I realized, in that moment, that the cherry on top of my shame sundae was the fact that the nightgown I had on was the precise one I had picked up Lilah in the previous day.

As my pre-teen schlepped off the bus, she sprinted by me, grumbling, “MOM, YOU ARE SOOOO EMBARRASSING!”  And over HG’s yelps, I did manage to hear the bus driver as she opened her window to say to me (AKA to scold me) “I really hope you’re enjoying this season of life. They grow up so fast.”

Well, thanks, lady bus driver. Because I’m not really enjoying it right now. In fact, can I get on that bus and be dropped off at your next stop, because I do NOT want to enter my house again for at least 24 hours?

Listen, I know how blessed I am to have young kids. I have personally experienced the hollow ache that occurs in the wake of a miscarriage, and I love my girls with an almost unhealthy intensity, but parenting in this phase is HARD. It hurts. It’s exhausting.

It can feel like you never measure up, like you’re never doing enough. Like it’s a competition and you’re losing.

So here’s my unsolicited advice to parents of young kids:

IT’S OKAY IF YOU ARE NOT PARTICULARLY IN LOVE WITH THIS SEASON OF LIFE.

Along those lines, here are a few other things that are okay.

It’s okay if you count down the minutes until naptime.

It’s okay if you hide in the pantry and eat chips topped with squirt-cheese as a coping mechanism.

It’s okay if you go to work and it feels like a vacation.  

It’s okay if you don’t discipline with complete perfection for every act of domestic terrorism our tiny psychos so creatively execute.

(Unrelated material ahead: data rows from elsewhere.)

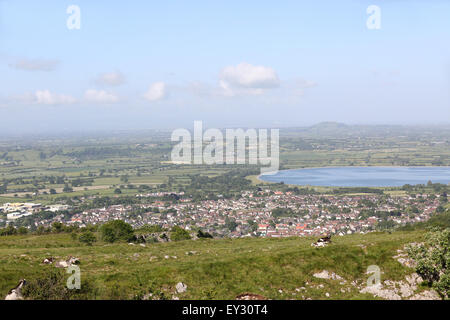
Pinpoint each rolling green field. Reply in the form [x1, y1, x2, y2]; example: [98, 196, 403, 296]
[0, 230, 427, 300]
[1, 124, 449, 205]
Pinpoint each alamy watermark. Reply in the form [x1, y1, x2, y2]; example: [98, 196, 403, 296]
[366, 265, 381, 287]
[64, 5, 381, 31]
[170, 121, 279, 175]
[67, 5, 81, 30]
[367, 5, 381, 30]
[66, 265, 81, 290]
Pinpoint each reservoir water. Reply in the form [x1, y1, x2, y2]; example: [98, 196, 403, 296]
[258, 166, 450, 187]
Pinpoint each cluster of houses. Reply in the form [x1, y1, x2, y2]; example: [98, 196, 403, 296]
[136, 191, 185, 198]
[0, 203, 70, 221]
[37, 190, 443, 238]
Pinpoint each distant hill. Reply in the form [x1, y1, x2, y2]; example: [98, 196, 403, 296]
[282, 122, 450, 138]
[310, 121, 348, 129]
[306, 122, 350, 135]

It’s okay if your kid’s art project looks like a sad homage to the glittery Disco-era.

It’s okay if you pick up your kid two days in a row in the same pajamas. (But if it’s day three . . . the jig is up. Call in reinforcements.)

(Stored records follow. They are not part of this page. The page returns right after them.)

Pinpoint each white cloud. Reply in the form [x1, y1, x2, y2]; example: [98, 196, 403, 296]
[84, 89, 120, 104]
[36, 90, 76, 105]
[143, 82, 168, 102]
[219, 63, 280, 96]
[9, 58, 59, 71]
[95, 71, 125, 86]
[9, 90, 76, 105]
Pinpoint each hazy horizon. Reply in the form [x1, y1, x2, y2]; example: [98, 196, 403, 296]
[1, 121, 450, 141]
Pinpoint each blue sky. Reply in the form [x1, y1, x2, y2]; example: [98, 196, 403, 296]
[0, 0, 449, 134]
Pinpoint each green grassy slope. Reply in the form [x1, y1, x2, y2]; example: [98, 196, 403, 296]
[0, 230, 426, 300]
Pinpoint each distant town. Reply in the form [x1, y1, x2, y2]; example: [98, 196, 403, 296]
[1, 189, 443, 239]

It’s okay. It’s okay. It’s okay.

It’s true – they grow up fast and it’s important to look for joy every day. But that’s really hard to do when you’re just trying to survive.

In a few years, I’ll look back on this phase and smile. I’ll miss my kids’ chubby elbows and awkward teeth. I’ll miss holding a baby and the way Ezzy can’t pronounce her Rs.

Because there definitely is something magical about every age, every stage, and every season. But it’s OKAY if today you’re ready for tomorrow.